L'humanité a raté le coche. Et bien raté. Les dégâts annoncés ont eu lieu et, en 2516, les populations vivent sous des dômes afin d'être protégées de la « Nature » que leurs ancêtres ont détraquée. Les pluies acides menacent ceux qui osent sortir. Mais sous les coupoles de métal, la situation n'est guère florissante. Enfin, pour la majorité. Car une « élite » tient encore le haut du pavé et vit dans le confort et le luxe pendant que la majorité de leurs concitoyens crèvent de faim.
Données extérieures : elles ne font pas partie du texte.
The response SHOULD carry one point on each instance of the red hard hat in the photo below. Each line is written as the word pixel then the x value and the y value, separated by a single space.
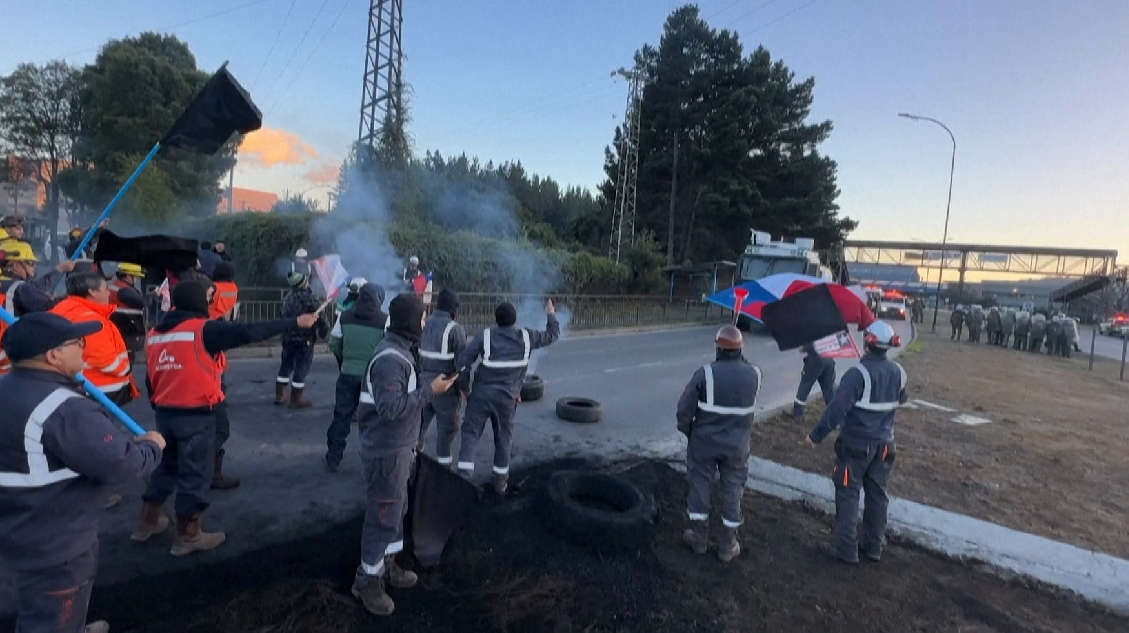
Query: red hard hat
pixel 729 337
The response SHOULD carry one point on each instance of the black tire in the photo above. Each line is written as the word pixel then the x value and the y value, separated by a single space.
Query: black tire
pixel 579 410
pixel 601 511
pixel 533 388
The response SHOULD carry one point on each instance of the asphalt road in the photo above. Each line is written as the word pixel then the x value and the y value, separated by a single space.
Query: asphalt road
pixel 278 453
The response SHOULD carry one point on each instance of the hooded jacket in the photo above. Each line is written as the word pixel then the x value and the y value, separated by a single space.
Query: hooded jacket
pixel 358 331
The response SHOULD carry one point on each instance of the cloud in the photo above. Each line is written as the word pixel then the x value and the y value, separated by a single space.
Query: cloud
pixel 323 175
pixel 269 147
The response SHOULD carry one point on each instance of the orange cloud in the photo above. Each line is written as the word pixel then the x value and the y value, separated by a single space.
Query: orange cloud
pixel 324 175
pixel 269 147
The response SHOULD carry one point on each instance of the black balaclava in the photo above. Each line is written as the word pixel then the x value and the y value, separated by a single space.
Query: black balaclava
pixel 191 297
pixel 506 314
pixel 447 301
pixel 407 314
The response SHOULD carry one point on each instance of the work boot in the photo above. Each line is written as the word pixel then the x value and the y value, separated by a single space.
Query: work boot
pixel 297 401
pixel 397 576
pixel 219 480
pixel 727 546
pixel 369 590
pixel 152 521
pixel 190 537
pixel 697 536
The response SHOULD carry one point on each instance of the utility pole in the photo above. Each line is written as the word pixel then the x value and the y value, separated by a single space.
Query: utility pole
pixel 623 209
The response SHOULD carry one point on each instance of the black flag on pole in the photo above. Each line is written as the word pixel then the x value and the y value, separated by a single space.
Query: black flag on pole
pixel 221 108
pixel 803 317
pixel 163 252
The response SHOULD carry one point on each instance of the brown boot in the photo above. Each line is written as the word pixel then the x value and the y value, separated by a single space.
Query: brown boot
pixel 152 521
pixel 399 577
pixel 369 590
pixel 297 401
pixel 190 537
pixel 219 480
pixel 697 536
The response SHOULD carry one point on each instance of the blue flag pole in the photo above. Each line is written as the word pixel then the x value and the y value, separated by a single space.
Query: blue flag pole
pixel 125 187
pixel 95 393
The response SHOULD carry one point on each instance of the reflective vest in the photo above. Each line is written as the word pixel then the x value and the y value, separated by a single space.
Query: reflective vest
pixel 869 402
pixel 105 358
pixel 227 293
pixel 366 396
pixel 710 405
pixel 487 361
pixel 36 468
pixel 182 372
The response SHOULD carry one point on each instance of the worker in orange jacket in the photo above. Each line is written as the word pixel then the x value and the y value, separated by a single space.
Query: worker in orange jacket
pixel 105 355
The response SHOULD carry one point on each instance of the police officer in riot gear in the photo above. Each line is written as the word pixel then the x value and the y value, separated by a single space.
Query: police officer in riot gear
pixel 864 412
pixel 716 415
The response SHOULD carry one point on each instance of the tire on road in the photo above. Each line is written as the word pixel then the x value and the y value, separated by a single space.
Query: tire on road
pixel 533 388
pixel 597 510
pixel 579 410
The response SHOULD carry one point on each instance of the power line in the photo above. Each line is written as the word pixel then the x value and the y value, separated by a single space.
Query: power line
pixel 274 43
pixel 183 24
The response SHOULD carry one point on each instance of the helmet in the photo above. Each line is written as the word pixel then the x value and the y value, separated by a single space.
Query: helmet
pixel 18 251
pixel 728 337
pixel 881 336
pixel 130 269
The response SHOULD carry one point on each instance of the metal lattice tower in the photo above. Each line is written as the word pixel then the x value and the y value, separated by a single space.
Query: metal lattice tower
pixel 623 209
pixel 383 69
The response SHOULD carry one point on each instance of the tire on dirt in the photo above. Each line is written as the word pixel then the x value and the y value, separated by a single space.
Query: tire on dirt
pixel 601 511
pixel 533 388
pixel 579 410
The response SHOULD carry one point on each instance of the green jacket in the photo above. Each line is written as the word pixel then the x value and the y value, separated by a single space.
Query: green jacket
pixel 358 331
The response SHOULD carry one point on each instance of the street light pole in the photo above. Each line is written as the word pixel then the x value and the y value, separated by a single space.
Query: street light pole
pixel 944 239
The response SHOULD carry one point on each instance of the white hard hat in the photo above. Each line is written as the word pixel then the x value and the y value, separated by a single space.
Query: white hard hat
pixel 880 335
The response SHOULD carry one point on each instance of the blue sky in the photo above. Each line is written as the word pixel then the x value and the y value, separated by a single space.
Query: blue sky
pixel 1034 90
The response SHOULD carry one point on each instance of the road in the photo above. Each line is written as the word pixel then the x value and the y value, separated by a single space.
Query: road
pixel 287 493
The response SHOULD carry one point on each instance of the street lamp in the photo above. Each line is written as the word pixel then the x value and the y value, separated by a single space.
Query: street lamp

Le moins que l'on puisse dire, c'est que Jean Krug ne nous ménage pas. Nous avons manqué le créneau qui aurait peut-être (et j'insiste sur le « peut-être » parce que l'auteur se montre tout sauf manichéen à propos de cette crise) pu nous permettre, sinon d'inverser la tendance, du moins d'en atténuer les effets. le réchauffement climatique a eu les conséquences délétères que l'on craignait. Dont acte. Mais ceci n'est que l'arrière-plan (capital, mais pas central) de ce récit. Nous sommes plutôt plongés, dès les premières lignes, dans la contestation d'un ordre social foncièrement inégalitaire. le pouvoir maintient l'ordre et les conditions de vie (en principe), grâce aux I.A. Ce sont elles qui assignent des lignes de conduite. Ce sont elles qui gèrent les ressources. Ce sont elles qui contrôlent les personnes. Chaque habitant est pucé et le moindre déplacement est sous surveillance. La police est donc toute puissante et les disparitions mystérieuses, ordonnées par les puissances informatiques et la mairie, sont nombreuses.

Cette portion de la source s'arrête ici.